The most important differential diagnoses of adult ocular masses include ocular melanoma and metastasis. Ocular melanoma is the most common primary malignant intraocular tumor in adults, accounting for 80% of noncutaneous melanomas (11). Like other melanin-containing tumors, ocular melanoma shows a high signal intensity on T1-weighted images and low signal intensity on T2-weighted images. However, since ocular lymphoma may have signal characteristics similar to those of uveal melanomas, MR signal characteristics may not be helpful for the differential diagnosis (11). Instead, morphologic features may aid differential diagnosis, since iris melanoma tends to present as a discrete circumscribed lesion rather than a plaque-like thickening, as seen in iris lymphomas such as the present case (12). Metastatic eye disease occurs most commonly from the lung and breast. Although metastases may produce solitary lesions, bilaterality and multicentricity usually suggest metastases. Other rare primary tumors to be differentiated from ocular lymphoma include medulloepithelioma, uveal leiomyoma, retinal pigment epithelial adenoma and adenocarcinoma, and optic disk melanocytoma. Medulloepithelioma and uveal leiomyomas tend to occur in the ciliochoroidal region and may be difficult to differentiate from the lymphoma seen in the present case on the basis of the imaging findings alone. Medulloepithelioma is a congenital tumor of the uvea, which presents as a mass behind the iris and pupil. Uveal leiomyoma is even rarer than other intraocular tumors and affects the ciliary body and the choroid overlying the posterior pole (12).
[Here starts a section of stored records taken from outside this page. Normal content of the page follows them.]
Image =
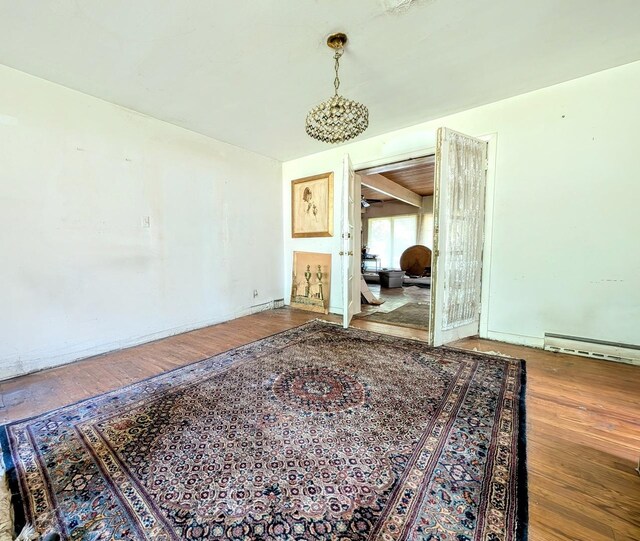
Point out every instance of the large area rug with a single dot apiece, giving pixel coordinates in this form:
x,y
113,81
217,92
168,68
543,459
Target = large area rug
x,y
317,433
412,314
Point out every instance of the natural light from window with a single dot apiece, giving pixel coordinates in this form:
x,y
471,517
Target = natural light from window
x,y
389,237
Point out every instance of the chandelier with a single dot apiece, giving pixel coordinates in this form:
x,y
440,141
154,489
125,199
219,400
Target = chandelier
x,y
338,119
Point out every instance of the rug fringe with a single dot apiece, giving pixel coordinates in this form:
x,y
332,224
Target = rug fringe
x,y
28,533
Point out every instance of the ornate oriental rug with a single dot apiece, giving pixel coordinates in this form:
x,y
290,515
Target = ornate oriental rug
x,y
317,433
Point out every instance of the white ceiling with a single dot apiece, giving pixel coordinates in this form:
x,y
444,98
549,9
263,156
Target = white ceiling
x,y
247,71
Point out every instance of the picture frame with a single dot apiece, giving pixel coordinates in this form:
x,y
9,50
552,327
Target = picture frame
x,y
312,206
311,281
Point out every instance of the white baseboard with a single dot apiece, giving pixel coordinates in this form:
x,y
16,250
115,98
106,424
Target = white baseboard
x,y
518,339
19,367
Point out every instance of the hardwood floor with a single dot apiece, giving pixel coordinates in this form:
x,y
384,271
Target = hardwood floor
x,y
583,417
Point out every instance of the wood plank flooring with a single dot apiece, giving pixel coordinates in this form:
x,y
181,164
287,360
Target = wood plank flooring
x,y
583,417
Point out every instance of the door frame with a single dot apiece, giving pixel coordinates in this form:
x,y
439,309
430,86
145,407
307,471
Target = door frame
x,y
491,139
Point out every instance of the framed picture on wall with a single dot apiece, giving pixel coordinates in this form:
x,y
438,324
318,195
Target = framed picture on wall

As seen in the present case, the clinical diagnosis of ocular PTLD is often difficult, because it can masquerade as steroid-resistant uveitis (3, 4). In such situations, MR imaging may provide a diagnostic clue by revealing abnormal thickening of the uvea, especially in the anterior segment, with pathologic contrast enhancement. Although the imaging findings of uveitis are nonspecific, an inflamed uveal tract usually shows a high signal intensity on T2-weighted images in contrast to most ocular tumors, which present a low to intermediate signal intensity, as in the present case (13). Although our patient died of heart and renal failure complicated by sepsis 11 months after the diagnosis of posttransplantation intraocular lymphoma, the clinical course of ocular PTLD is chronic and the reported prognosis is generally good (6). Treatment includes reduction of immunosuppression, antiviral agents, and radiation therapy.
In summary, intraocular lymphoma can occur as a rare manifestation of PTLD. A high index of suspicion should be used for early diagnosis and treatment, when abnormal thickening of the uvea with contrast enhancement is seen on MR images in patients with a history of organ transplantation.